I later found out that escalator accidents happen quite often. Apparently, in the States, 10 000 people end up in the emergency room every year because of them (I don’t know the numbers in France). The victims are often children standing too close to the sides or sitting down, or teenagers who don’t do their shoelaces, or silly people like myself who wear too long skirts… Apparently, Crocs shoe wearers are also very escalator accident-prone. And so are dogs. A friend of mine told me of a terrible accident she saw where the dog’s paw got ripped off. Escalators are more powerful than you can imagine.

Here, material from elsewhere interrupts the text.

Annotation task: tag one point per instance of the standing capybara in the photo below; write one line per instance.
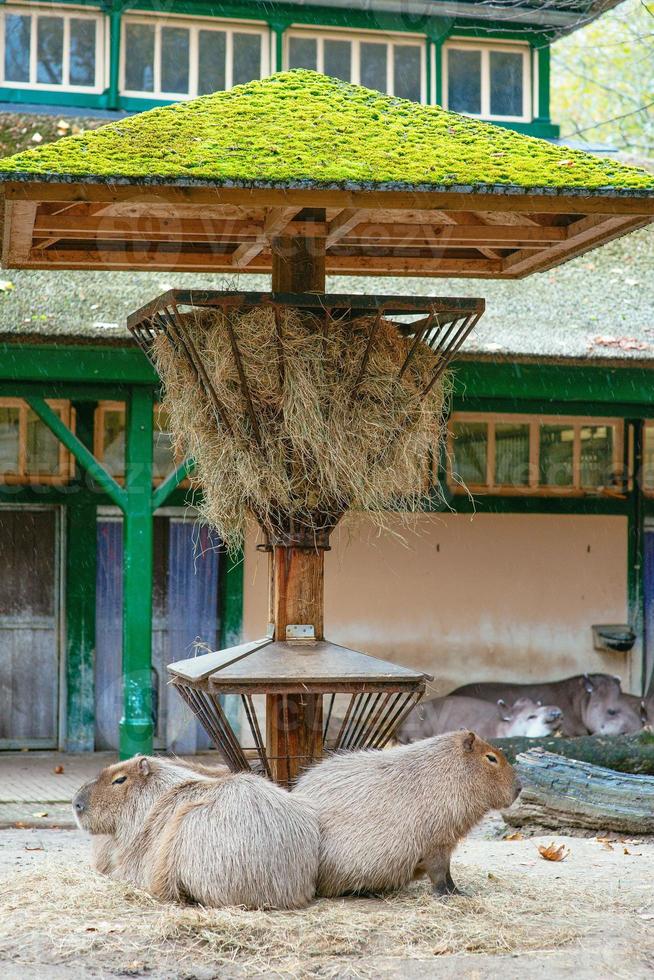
(184, 836)
(387, 817)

Before my embarrassing, and yes, a little scary, skirt experience, I never thought about the dangers of escalators. When hearing about accidents, I had the classic “that would never happen to me / my child / anyone I know” reaction. I mean, how difficult can it be to get on and off an escalator? Now, I know better. I take the stairs whenever possible and have become quite hysterical about how and where my son stands on the steps when we do take the escalator. I now also wear pretty underwear every day. You never know…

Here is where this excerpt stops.